The idea behind the PSI was to interdict North Korea’s trade in weapons and dope, but few would doubt that another purpose is to crimp the regime’s foreign exchange receipts. Yet even while the Bush administration has yet to go full-tilt on PSI enforcement, North Korea seems to be doing a fine job of crimping its own foreign trade by losing ships at an alarming rate. They’ve already lost two in the last week alone.

First, from off the Chinese coast, we learn that a North Korean ship carrying iron ore sank, with the loss of 23 of 35 crew members aboard, including 18 missing and presumed dead. This Web site, which tracks shipwrecks worldwide, identifies the ship as the Ta Mak Gol, built in 1984, weighing 6,711 gross tons.

Yesterday, the wire services carried this report of a North Korean-owned, but mostly Romanian-crewed ship, the Lujin II, sinking after running into rocks off the Algerian coast. Five Romanian crew members were lost, and four other persons were missing. A Spanish helicopter and Algerian sailors managed to save 14 others.

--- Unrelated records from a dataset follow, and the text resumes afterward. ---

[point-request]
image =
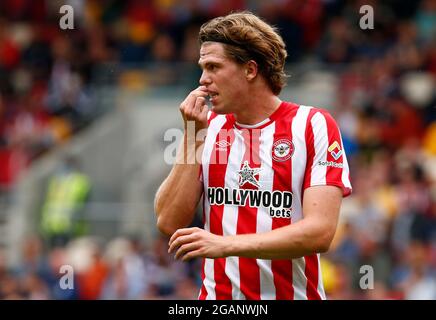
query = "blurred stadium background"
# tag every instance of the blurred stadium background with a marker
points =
(83, 115)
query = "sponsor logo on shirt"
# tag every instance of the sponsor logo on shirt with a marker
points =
(330, 164)
(335, 150)
(278, 203)
(222, 145)
(282, 150)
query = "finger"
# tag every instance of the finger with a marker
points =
(185, 249)
(198, 107)
(189, 102)
(180, 232)
(192, 254)
(181, 240)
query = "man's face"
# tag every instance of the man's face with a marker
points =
(223, 77)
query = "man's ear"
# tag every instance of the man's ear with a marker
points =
(251, 70)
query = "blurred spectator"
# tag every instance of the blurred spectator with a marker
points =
(67, 193)
(384, 102)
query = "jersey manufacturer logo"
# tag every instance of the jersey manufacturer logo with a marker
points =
(335, 150)
(283, 149)
(247, 175)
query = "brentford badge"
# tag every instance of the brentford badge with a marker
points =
(282, 150)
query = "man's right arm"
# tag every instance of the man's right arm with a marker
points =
(178, 196)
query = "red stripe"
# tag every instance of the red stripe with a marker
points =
(249, 273)
(217, 171)
(311, 272)
(203, 292)
(282, 269)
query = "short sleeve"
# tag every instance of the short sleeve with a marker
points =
(326, 159)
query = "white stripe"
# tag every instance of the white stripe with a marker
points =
(299, 160)
(230, 212)
(264, 221)
(320, 282)
(214, 127)
(299, 278)
(320, 141)
(345, 170)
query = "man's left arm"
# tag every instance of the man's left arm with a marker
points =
(312, 234)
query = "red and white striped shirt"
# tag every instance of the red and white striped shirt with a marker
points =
(254, 178)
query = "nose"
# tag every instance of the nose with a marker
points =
(204, 79)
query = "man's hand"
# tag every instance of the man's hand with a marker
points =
(195, 242)
(194, 108)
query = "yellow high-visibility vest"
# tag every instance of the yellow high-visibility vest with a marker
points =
(65, 195)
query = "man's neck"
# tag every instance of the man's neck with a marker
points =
(257, 109)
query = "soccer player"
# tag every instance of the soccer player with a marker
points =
(272, 173)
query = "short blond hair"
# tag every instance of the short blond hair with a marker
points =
(247, 37)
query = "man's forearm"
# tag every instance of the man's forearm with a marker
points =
(178, 196)
(290, 242)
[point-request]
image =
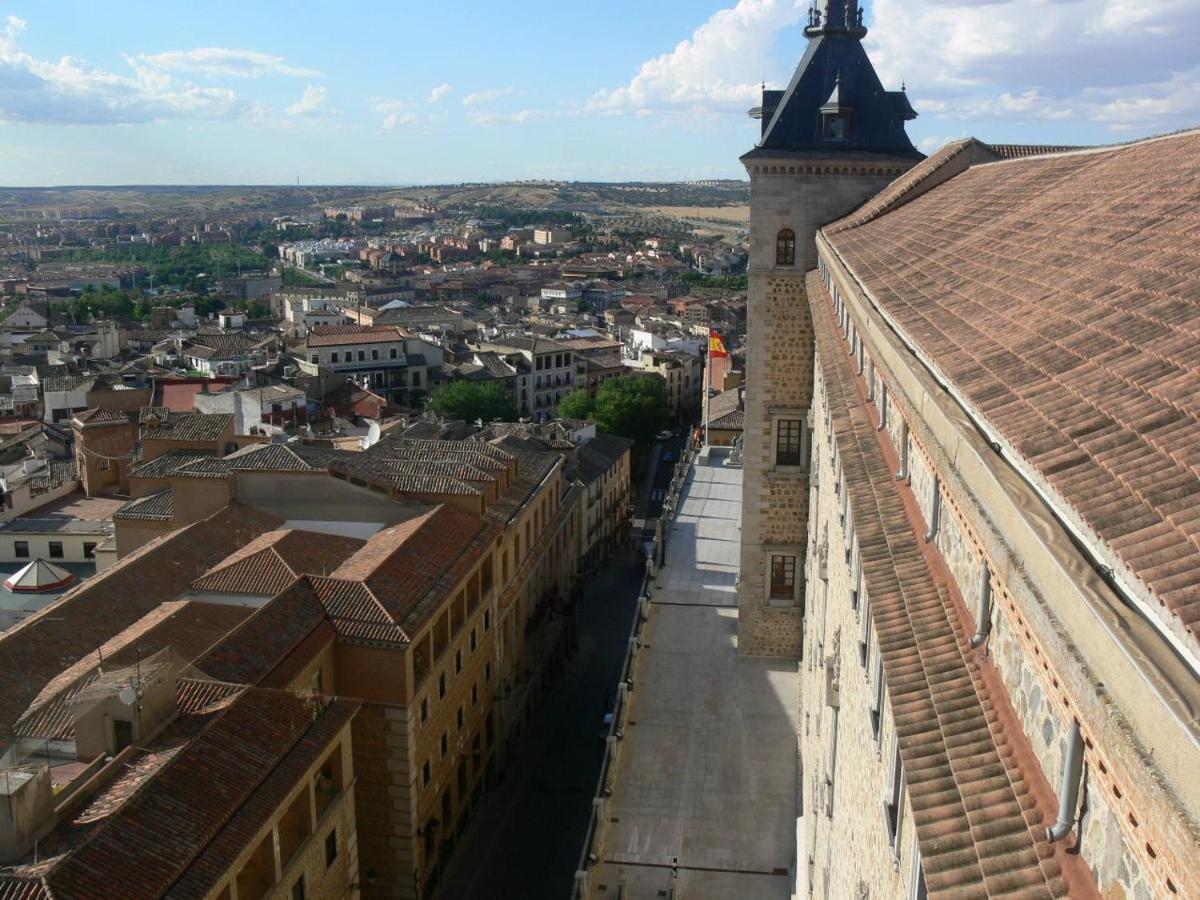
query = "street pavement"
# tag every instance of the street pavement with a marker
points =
(705, 799)
(525, 843)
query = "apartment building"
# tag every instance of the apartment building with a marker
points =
(546, 372)
(430, 580)
(683, 375)
(388, 360)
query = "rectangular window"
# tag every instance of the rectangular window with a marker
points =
(789, 442)
(783, 577)
(330, 847)
(877, 705)
(892, 805)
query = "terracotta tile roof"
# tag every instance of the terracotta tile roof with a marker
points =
(1061, 297)
(172, 460)
(415, 562)
(323, 336)
(191, 426)
(189, 628)
(249, 653)
(978, 816)
(39, 648)
(273, 561)
(184, 810)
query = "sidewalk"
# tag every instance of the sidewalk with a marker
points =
(706, 784)
(523, 844)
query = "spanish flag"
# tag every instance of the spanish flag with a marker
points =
(717, 348)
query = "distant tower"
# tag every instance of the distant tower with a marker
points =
(829, 142)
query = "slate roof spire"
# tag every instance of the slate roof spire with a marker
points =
(835, 101)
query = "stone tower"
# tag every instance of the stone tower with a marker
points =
(829, 142)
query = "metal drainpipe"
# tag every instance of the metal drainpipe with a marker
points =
(983, 623)
(1068, 795)
(935, 509)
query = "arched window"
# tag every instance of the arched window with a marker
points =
(785, 247)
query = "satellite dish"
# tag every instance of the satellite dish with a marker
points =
(372, 436)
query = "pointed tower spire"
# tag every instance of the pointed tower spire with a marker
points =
(837, 17)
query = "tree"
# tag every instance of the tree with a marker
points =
(635, 407)
(576, 405)
(471, 401)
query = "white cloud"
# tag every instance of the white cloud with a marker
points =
(69, 91)
(521, 117)
(718, 70)
(402, 114)
(225, 61)
(487, 96)
(441, 93)
(312, 101)
(1119, 63)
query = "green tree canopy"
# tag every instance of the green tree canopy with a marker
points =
(576, 405)
(472, 401)
(634, 407)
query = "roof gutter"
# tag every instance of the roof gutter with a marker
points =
(1087, 544)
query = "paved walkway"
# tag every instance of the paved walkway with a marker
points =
(707, 773)
(525, 843)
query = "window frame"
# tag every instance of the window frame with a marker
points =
(785, 249)
(779, 599)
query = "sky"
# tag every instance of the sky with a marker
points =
(261, 91)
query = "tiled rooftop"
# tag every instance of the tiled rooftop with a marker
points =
(979, 813)
(1061, 297)
(39, 648)
(273, 561)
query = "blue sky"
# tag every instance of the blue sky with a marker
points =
(403, 93)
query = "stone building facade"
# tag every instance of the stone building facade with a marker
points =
(803, 174)
(969, 657)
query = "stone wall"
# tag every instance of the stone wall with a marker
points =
(801, 197)
(847, 755)
(1133, 831)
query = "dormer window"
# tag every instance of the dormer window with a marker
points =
(837, 126)
(785, 247)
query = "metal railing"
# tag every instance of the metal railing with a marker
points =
(598, 825)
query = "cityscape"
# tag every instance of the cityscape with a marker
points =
(766, 468)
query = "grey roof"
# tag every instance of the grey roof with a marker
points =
(835, 69)
(157, 507)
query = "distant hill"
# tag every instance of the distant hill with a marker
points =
(235, 201)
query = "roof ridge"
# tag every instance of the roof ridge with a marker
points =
(901, 604)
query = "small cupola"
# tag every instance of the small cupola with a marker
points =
(837, 118)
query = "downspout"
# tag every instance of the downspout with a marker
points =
(983, 621)
(935, 509)
(1068, 795)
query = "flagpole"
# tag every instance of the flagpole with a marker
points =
(708, 382)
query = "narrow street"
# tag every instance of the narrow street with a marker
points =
(525, 843)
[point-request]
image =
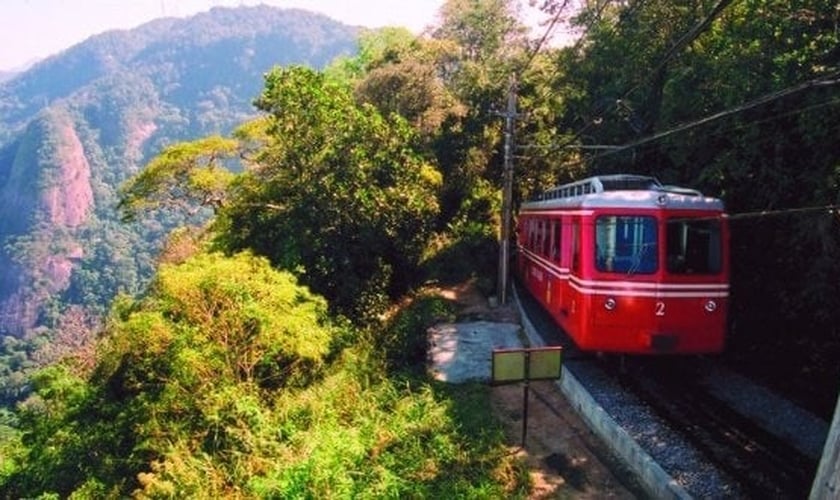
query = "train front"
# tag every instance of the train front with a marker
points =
(662, 275)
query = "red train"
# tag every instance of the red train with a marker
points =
(627, 265)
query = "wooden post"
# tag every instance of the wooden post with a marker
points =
(507, 194)
(827, 481)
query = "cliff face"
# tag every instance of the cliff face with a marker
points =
(75, 126)
(49, 192)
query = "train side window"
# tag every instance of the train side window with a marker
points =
(531, 234)
(626, 244)
(694, 246)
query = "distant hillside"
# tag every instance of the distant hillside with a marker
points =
(76, 125)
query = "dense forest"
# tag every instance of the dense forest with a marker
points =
(278, 349)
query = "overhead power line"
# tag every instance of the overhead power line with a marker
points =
(829, 80)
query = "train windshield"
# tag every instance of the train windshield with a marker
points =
(626, 244)
(694, 246)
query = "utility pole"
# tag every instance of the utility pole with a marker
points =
(507, 193)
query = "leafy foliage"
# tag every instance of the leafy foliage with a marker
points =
(226, 381)
(337, 192)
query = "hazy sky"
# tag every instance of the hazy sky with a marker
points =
(34, 29)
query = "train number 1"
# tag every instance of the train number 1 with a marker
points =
(660, 309)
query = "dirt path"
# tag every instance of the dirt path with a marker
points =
(565, 458)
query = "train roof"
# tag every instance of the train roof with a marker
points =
(622, 191)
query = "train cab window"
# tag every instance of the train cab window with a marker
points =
(555, 240)
(626, 244)
(694, 246)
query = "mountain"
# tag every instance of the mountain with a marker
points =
(76, 125)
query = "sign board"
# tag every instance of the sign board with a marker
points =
(516, 365)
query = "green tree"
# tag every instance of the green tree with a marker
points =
(337, 193)
(185, 176)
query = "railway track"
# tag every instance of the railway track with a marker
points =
(760, 463)
(754, 462)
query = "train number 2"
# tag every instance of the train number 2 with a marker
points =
(660, 309)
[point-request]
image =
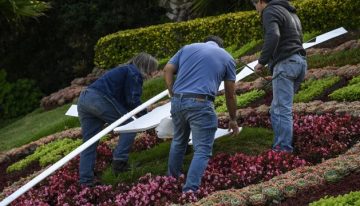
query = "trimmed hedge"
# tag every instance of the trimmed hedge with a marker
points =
(165, 39)
(235, 28)
(242, 100)
(312, 88)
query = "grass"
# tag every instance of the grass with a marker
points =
(34, 126)
(251, 141)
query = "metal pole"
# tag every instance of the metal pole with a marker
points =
(81, 148)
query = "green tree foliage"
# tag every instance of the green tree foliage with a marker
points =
(14, 10)
(57, 47)
(17, 98)
(201, 8)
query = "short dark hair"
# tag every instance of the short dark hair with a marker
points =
(215, 39)
(145, 63)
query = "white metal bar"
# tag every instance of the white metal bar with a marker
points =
(78, 150)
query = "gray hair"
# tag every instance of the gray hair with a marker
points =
(215, 39)
(145, 63)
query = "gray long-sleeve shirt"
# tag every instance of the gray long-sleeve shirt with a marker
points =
(282, 33)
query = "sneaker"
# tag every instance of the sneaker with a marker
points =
(119, 166)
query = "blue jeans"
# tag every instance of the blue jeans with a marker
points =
(199, 117)
(287, 77)
(95, 109)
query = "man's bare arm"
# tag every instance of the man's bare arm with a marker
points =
(169, 72)
(231, 105)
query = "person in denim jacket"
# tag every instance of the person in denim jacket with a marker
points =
(200, 68)
(106, 100)
(285, 56)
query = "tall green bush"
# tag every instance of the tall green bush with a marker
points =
(235, 28)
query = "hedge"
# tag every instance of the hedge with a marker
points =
(313, 88)
(235, 28)
(353, 198)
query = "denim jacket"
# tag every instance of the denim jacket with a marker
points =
(124, 84)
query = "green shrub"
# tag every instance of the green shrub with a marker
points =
(153, 87)
(353, 198)
(242, 100)
(245, 48)
(47, 154)
(17, 98)
(235, 28)
(348, 93)
(313, 88)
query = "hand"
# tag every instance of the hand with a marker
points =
(258, 67)
(233, 127)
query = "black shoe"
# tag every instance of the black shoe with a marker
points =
(91, 184)
(119, 166)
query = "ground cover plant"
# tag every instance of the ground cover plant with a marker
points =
(348, 93)
(35, 125)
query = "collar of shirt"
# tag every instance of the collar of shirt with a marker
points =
(212, 43)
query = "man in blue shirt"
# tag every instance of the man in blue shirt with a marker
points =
(113, 95)
(200, 68)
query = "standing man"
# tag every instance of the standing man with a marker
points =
(110, 97)
(200, 68)
(285, 56)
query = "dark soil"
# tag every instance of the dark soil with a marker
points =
(344, 186)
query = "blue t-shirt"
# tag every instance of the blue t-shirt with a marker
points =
(124, 83)
(201, 67)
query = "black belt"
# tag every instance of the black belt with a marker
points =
(198, 96)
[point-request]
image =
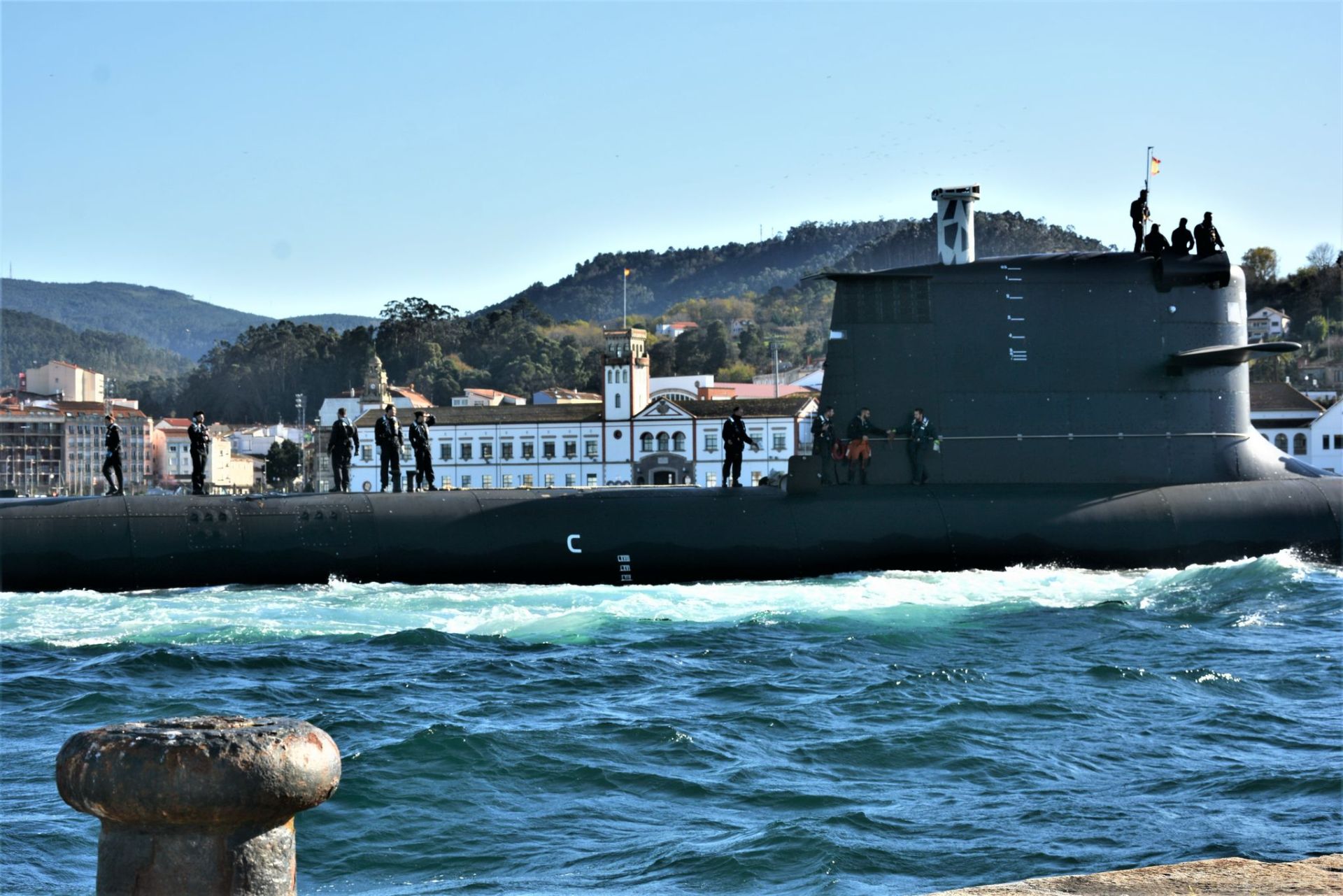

The same shipwreck site also listed three wrecks in 2004. The first of these was the passenger vessel Sontong-5, which ran aground with 24 North Korean citizens aboard in the Kurile Islands–more of those disputed islands in the North Pacific (Russia holds them; Japan claims them). While the passengers and crew waited out a storm for two days, workers on shore tried to establish radio contact, but to no avail. The radios worked fine, but no one on shore spoke Korean, and no one on the ship spoke English or French. The ship appears to have been salvageable, and no lives appear to have been lost. More. In February, the cargo ship Tor 3 ran aground at the Turkish port of Mersin with the loss of 1,800 tons of limestone and, in all likelihood, the ship, which suffered severe damage. In September, the North Korean-flagged, 1,400-ton Ostria, carrying marble from Egypt to Albania, sank in a storm in the Aegean. All 15 crew members were rescued. More.

According to Global Security, North Korea owned 76 cargo vessels in April 2004, of which 10 are under direct control of the North Korean military. Make that 73, unless the North Koreans keep the one that a drunk sailed to the Workers’ Paradise today.